Comment on Microsoft insiders worry the company has become just 'IT for OpenAI'
raspberriesareyummy@lemmy.world 4 months agoIf the AI boom is a dud,
Whaddya mean, “if”?
Comment on Microsoft insiders worry the company has become just 'IT for OpenAI'
raspberriesareyummy@lemmy.world 4 months agoIf the AI boom is a dud,
Whaddya mean, “if”?
MataVatnik@lemmy.world 4 months ago
AI did boom, but people don’t realize the peak happened a year ago. Now all we have is latecomers with FOMO. It’s gonna be all incremental gains from here on.
raspberriesareyummy@lemmy.world 4 months ago
A simple control algorithm “if temperature > LIMIT turnOffHeater” is AI, albeit an incredibly limited one.

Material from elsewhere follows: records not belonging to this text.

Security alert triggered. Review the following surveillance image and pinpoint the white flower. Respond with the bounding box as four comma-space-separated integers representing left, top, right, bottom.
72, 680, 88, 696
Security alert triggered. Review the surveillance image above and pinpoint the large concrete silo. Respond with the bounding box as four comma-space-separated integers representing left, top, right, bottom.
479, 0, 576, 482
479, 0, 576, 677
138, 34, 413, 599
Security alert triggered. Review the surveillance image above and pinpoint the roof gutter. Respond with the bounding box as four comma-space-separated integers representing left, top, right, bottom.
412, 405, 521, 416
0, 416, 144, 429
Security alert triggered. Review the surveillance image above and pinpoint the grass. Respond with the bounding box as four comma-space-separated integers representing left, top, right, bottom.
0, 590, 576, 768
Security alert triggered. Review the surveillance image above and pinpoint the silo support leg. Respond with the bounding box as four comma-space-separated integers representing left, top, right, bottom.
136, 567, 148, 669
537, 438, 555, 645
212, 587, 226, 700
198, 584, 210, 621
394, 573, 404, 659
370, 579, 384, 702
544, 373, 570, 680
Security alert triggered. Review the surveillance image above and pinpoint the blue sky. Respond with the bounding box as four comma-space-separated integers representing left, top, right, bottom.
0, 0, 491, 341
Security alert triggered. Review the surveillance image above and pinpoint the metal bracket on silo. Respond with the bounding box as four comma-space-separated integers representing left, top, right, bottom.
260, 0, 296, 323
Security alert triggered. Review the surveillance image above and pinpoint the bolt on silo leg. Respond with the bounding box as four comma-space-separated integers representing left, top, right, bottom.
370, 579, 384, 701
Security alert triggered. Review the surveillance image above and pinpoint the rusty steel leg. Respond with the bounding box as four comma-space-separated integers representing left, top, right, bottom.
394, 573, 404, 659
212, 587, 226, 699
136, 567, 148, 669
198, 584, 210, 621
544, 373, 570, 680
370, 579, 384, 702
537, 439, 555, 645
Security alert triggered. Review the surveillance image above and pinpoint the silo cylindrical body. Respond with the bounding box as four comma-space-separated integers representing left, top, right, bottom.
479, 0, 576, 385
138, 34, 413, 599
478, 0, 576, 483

LLMs are not AI. Please don’t parrot marketing bullshit.
The former has an intrinsic understanding about a relationship based in reality, the latter has nothing of the likes.
MataVatnik@lemmy.world 4 months ago
I can see where you’re getting at, LLM don’t necessarily solve a problem, they just mímic patterns in data.
raspberriesareyummy@lemmy.world 4 months ago
That is indeed exactly my point. LLMs are just a language-tailored expression of deep-learning, which can be incredibly useful, but should never be confused for any kind of intelligence (i.e. logical conclusions).
I appreciate that you see my point and admit that it makes some sense :)
Example where I think pattern recognition by deep learning can be extremely useful:
But what I am afraid is happening for people who do not see why a very simple algorithm is already AI, but consider LLMs AI, is that they mentally decide to call AI what seems “AGI” / “human-like”. They mistake the patterns of LLMs for a conscious being and that is incredibly dangerous in terms of trusting the answers given by LLMs.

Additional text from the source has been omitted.